‘Internet of Everything’ to roll out over the next 10 years: Cisco

Rajesh Kurup Recently in Boston | Updated on March 12, 2018

Padmasree Warrior

“There is a need to ‘connect the unconnected’, whether it is using 3G, 4G or Wi-Fi.” – Padmasree Warrior of Cisco

Regarded to be one of the most powerful women in the Silicon Valley, Padmasree Warrior has a huge responsibility at Cisco Systems, the world’s largest computer networking gear manufacturer.

The 51-year-old helps drive technology and operational innovations, oversees strategic partnerships and M&As to name a few.

The Chief Technology and Strategy Officer at Cisco Systems is also a contender for the company’s Chief Executive Officer’s post, with its Chairman and CEO John Chambers, 63, planning to step down.

Warrior, who had joined the company in 2007 from Motorola, is also in charge of mergers and acquisitions, and has also led the San Jose-headquartered company through 14 acquisitions in the past 12 months. In a tête-à-tête with Business Line, she talks about the company’s vision of Internet of Everything, acquisition strategy and importance of India as a market. Excerpts:

What do you think are the technologies that would gain ground in a country like India where 2G scripted a success story, while 3G is struggling and 4G faces an uncertain fate?

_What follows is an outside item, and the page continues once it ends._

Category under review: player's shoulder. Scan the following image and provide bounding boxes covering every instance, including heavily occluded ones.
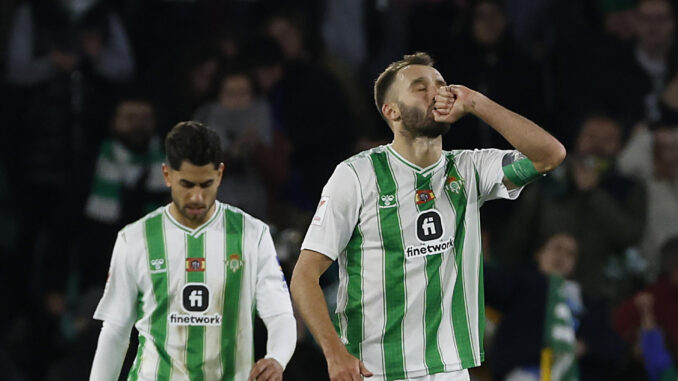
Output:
[339,144,389,177]
[117,205,167,242]
[218,201,270,236]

In India, it wouldn’t be a single technology, but a combination. In some cases, it would be enhancements of 2G combined with Wi-Fi, while in certain cases it would be 3G with higher bandwidth and faster speed, and with users moving over to mobile Internet it could be 4G also. It could even be Wi-Fi or some kind of a combination such as unlicensed spectrum with Wi-Fi.

Does technology really matter to the user?

For the user, it doesn’t matter whether he is getting access on Wi-Fi, 3G or 2G networks. What matters is good connectivity and as a technology provider our job is to hide the complexity of the technology.

Earlier, you were looking at WiMax to ‘connect to the unconnected’. But it did not take off as expected?

Yes, Wimax has not taken off as much as we thought. I think, at that time, when we were talking, Wi-Fi had limited capability but today we offer a lot of Wi-Fi capability to number of operators. So it’s sort of bridging the gap.

Regardless of the technology, we at Cisco believe that there is a need to ‘connect the unconnected’, whether it is using 3G, 4G or Wi-Fi. We are working on enabling heterogeneous access across different technologies. The basic need to ‘connect to unconnected’ still remains.

Cisco is now talking about Internet of Everything, the next phase of evolution of the Internet. How long will this take to become a reality?

What we were talking about is that the Internet will evolve to the next phase, which we are calling the Internet of Everything.

We can’t say how long will it last or how long will it take. The first phase of Internet was probably in the 80s, which was providing basic connectivity such as e-mail.

I don’t think we are saying that IoE will replace how the Internet has served us so far. So, I think from our perspective, the IoE will rollout over the next 10 years.

Cisco has acquired more than 160 companies of which 14 were bought in the last 12 months. What is the strategy going forward?

All the 14 acquisitions (in last 12 months) were in cloud, recurring revenues and software, and this could be an indication of directionally where we are headed. We are looking at acquisitions from a talent perspective or capability perspective.

What are the sectors video technologies could be put to use in India?

Video would be an enabler in changing education in India, while it would also find applications in the retail sector. India is a little bit behind in smart grid technology, while China and Europe are much ahead in smart grid technology. We have a strong presence in video. Moreover, we are looking at enabling video on the cloud, in addition to having a premise-based solution like Telepresence.

How important is India to Cisco?

India is a great market for us and we have a lot of latent based in India, especially in engineering, and we continue to grow that. We are not just doing product support in India, but are developing some major platforms also. It’s also an important R&D centre. We are looking at solutions for education and healthcare, and it’s not just in India, emerging countries are key priorities.


(This correspondent was in Boston at the invitation of Cisco.)